Argumentos de classe

«Não uses argumentos de classe», pede um amigo numa discussão, mas isso é pedir de mais. Eu uso sempre argumentos de classe, como aliás toda a gente. É raríssimo encontrarmos alguém que não denuncie de algum modo a sua origem classista: nas opiniões, nos gostos ou nos temas. Há naturalmente alguns «desvios», da gauche caviar à direita «proletária», com as suas contradições e snobismos invertidos, mas mesmo aí encontramos um cinismo ou uma mobilidade social que explicam a coisa. A classe social, como a anatomia, é o destino.

Não me entendam mal: sou alheio a toda a «cumplicidade de classe» e tenho absoluto desprezo pela intolerância social. Mais: desde há mais de uma década que a minha vida tem sido uma acumulada frustração das expectativas «sociais» que me competia concretizar. Não sei de que classe sou, em que categoria me coloca a sociologia. Mas reconheço uma sensibilidade de classe que se nota em tudo, do mais trivial ao mais importante. Da literatura que aprecio aos nomes de que mais gosto, dos objectos que prefiro às mulheres que acho bonitas. Tudo mas tudo tem origem de classe. Nesse aspecto o senhor das barbas estava certo.

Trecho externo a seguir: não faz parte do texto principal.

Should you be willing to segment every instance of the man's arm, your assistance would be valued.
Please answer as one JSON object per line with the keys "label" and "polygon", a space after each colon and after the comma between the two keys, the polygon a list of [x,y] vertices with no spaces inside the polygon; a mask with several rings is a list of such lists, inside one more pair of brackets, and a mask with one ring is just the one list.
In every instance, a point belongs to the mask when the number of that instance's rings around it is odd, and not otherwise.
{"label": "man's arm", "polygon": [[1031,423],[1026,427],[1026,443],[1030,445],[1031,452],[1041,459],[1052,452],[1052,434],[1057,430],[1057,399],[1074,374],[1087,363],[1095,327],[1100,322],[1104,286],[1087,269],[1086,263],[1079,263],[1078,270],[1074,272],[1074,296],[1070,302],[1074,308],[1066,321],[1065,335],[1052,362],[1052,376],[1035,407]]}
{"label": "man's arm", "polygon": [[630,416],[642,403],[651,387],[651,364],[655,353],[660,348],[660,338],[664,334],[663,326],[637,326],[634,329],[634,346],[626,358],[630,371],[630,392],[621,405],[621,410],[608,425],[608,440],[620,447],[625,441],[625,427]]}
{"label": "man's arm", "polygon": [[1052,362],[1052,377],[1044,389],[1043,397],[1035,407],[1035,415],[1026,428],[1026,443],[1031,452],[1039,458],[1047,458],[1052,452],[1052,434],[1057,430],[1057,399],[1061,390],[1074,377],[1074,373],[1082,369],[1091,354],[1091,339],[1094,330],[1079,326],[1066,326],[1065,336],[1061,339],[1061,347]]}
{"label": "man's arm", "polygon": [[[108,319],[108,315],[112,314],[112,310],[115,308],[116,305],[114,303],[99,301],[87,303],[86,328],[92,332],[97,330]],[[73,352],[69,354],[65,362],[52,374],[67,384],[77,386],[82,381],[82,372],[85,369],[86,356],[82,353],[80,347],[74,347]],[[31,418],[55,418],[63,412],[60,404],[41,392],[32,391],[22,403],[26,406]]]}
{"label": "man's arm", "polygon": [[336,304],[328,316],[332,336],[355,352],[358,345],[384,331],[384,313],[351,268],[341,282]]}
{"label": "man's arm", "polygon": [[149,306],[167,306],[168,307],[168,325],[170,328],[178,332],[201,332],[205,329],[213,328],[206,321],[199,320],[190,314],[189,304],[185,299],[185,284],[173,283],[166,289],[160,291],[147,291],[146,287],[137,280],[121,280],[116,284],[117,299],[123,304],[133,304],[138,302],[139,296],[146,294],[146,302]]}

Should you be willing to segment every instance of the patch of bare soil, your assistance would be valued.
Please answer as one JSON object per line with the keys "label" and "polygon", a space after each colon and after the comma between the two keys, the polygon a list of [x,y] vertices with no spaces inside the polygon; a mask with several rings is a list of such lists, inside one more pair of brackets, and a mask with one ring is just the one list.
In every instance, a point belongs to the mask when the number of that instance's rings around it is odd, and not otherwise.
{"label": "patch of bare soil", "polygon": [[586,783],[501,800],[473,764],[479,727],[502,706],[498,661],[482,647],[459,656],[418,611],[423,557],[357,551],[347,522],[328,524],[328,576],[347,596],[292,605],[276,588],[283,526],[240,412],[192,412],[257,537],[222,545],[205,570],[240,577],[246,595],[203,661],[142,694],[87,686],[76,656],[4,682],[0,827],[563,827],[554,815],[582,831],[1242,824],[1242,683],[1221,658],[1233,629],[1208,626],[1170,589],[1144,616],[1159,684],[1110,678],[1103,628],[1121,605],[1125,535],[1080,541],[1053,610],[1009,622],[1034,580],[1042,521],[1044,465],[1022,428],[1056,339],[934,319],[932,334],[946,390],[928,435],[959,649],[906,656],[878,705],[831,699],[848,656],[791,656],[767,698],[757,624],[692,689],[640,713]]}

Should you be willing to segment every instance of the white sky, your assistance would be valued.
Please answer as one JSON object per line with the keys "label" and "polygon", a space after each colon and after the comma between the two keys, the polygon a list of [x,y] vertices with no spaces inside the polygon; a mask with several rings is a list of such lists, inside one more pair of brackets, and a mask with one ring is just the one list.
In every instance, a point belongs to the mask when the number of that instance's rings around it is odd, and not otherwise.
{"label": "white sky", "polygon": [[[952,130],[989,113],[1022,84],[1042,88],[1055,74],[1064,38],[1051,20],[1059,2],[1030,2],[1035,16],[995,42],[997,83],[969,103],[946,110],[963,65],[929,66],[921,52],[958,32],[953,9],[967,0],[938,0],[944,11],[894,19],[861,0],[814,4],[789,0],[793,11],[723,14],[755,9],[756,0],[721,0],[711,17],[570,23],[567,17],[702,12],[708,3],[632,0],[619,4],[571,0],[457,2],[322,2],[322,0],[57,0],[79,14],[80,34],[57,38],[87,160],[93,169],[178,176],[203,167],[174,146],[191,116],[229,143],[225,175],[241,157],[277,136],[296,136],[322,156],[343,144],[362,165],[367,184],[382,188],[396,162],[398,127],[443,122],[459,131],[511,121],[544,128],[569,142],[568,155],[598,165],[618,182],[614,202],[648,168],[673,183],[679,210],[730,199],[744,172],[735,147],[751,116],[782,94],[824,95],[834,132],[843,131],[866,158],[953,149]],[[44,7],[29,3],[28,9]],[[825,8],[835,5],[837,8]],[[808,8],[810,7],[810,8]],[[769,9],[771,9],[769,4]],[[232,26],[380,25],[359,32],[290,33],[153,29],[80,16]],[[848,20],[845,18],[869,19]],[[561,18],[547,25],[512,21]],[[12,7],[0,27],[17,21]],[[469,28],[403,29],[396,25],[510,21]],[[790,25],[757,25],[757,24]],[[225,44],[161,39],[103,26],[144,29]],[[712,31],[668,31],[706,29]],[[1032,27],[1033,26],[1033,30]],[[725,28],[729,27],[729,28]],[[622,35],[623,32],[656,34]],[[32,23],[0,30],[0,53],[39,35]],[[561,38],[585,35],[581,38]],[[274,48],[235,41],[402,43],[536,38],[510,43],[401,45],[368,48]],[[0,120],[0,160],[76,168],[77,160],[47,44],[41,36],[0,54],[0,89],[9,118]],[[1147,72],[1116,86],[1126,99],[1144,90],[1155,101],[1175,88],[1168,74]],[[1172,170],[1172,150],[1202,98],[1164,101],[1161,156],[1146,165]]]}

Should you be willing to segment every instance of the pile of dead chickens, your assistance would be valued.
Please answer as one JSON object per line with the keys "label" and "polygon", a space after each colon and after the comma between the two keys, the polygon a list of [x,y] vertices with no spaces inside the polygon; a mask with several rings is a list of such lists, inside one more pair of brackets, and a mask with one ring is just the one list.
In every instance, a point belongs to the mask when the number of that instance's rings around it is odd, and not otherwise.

Assumir tal «condição» é naturalmente antipático, porque vivemos constrangidos num discurso falso de «sociedade sem classes» (a única excepção aceitável: o self-made man). Mas eu, talvez já imaginem, não acredito em sociedades sem classes. Mesmo quando as revoluções enforcam os aristocratas há sempre quem prepare o incómodo cadafalso e quem comodamente assine o decreto.